10 best and worst deli meats you can buy at grocery stores in Canada, ranked by a nutrition coach: Turkey breast, ham, roast beef and other popular meats
Deli meats are a convenient go-to for lunches, charcuterie boards and grab-and-go snacks. Some are lean, protein-packed choices that make lunch a little easier. Others are heavy on sodium and saturated fat, with a side of added preservatives. For Canadians navigating the deli counter, it's worth learning the difference between a healthy pick and an ultra-processed one.
Health Canada classified deli meats as highly processed foods, and for good reason. Many varieties are packed with salt and preservatives, which have been linked to increased risks of heart disease and colorectal cancer. That doesn't mean you have to give them up entirely, but it does make it important to choose wisely regarding which options deserve a regular spot in your rotation.
This article is for informational purposes only and is not a substitute for professional medical advice, diagnosis or treatment. Contact a qualified medical professional before engaging in any physical activity, or making any changes to your diet, medication or lifestyle.
As a nutrition coach, I know consistently eating balanced meals sometimes means choosing convenience. Deli meats are a super quick source of protein that can help people create more nutritious meals when they're short on time. Here, I've ranked 10 of the most common deli meats found in Canadian grocery stores — like turkey breast, ham, roast beef and Canadian-style bacon — using nutritional breakdowns and official health recommendations to give you a clear picture of what you can safely add to your cart and what might be worth rethinking.
Processed meat has been under scrutiny for years. In 2015, the World Health Organization classified processed meats (like bacon, ham and bologna) as Group 1 carcinogens, meaning there's sufficient evidence linking them to colorectal cancer. In response, the Canadian Cancer Society recommended limiting red and processed meat to three servings or fewer per week.
But that doesn't mean you have to cut out deli meats completely. You can enjoy them occasionally as part of a balanced diet, especially if you choose leaner, lower-sodium options.
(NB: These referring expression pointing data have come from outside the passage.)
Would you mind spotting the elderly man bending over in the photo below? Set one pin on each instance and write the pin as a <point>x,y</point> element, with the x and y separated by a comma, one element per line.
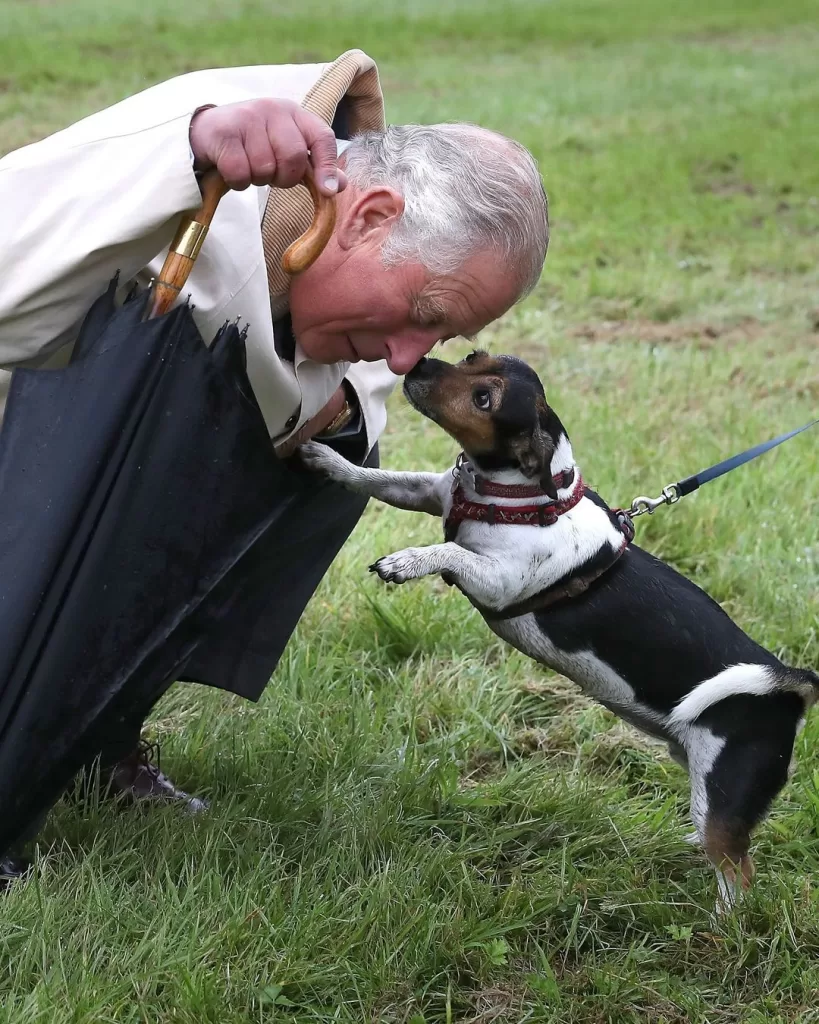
<point>440,228</point>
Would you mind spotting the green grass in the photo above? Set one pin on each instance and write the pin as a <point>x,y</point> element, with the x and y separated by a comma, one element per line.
<point>417,823</point>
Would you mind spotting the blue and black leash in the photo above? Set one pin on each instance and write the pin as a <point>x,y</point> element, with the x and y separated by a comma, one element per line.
<point>674,492</point>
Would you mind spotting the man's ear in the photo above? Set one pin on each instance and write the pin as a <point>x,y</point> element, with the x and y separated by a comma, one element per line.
<point>368,216</point>
<point>534,453</point>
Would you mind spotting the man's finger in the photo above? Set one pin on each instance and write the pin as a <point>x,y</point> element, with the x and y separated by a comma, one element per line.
<point>231,162</point>
<point>291,154</point>
<point>324,157</point>
<point>260,154</point>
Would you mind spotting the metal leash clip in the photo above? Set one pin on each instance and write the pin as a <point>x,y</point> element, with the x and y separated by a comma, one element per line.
<point>459,465</point>
<point>671,495</point>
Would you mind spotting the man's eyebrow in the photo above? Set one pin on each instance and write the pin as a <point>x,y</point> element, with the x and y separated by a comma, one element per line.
<point>429,307</point>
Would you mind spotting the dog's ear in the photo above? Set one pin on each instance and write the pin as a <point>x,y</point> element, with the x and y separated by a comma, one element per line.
<point>533,452</point>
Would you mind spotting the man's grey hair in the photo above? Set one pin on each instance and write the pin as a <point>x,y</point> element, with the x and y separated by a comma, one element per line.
<point>466,189</point>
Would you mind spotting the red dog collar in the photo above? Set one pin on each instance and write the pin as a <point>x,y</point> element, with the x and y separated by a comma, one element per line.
<point>546,514</point>
<point>490,489</point>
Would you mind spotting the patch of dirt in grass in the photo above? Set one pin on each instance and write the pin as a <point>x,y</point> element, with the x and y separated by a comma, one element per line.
<point>490,1006</point>
<point>705,335</point>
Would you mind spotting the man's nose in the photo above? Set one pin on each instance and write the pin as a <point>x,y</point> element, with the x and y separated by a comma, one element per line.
<point>403,350</point>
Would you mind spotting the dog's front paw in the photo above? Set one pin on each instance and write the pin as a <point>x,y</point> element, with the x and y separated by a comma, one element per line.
<point>401,565</point>
<point>320,459</point>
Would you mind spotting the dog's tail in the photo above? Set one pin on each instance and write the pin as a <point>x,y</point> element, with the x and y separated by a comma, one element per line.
<point>750,679</point>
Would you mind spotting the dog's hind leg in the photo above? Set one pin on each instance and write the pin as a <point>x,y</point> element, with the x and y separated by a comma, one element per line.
<point>733,793</point>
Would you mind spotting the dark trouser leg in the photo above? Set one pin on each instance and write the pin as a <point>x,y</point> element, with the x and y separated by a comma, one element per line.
<point>249,620</point>
<point>263,597</point>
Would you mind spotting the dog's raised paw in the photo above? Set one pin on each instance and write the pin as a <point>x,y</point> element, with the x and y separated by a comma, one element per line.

The key is to read labels carefully and prioritize minimally processed sources of protein whenever possible.
You should also keep an eye on portion sizes to limit your overall exposure to high sodium and fat in processed meats. Health Canada uses 56 g as the serving size for sliced meats like turkey, chicken, ham, and roast beef, which is about two slices of typically sized deli meats.
Claims you see on the front of deli meat packaging like "natural," "nitrate-free" or "artisan" aren't regulated in Canada. Instead, check the Nutrition Facts table and ingredients list. Here's what to aim for:
Protein: At least 8 to 10 g per 56 g serving
Sodium: Preferably under 500 mg per serving (Canada's recommended sodium limit is 2,300 mg/day)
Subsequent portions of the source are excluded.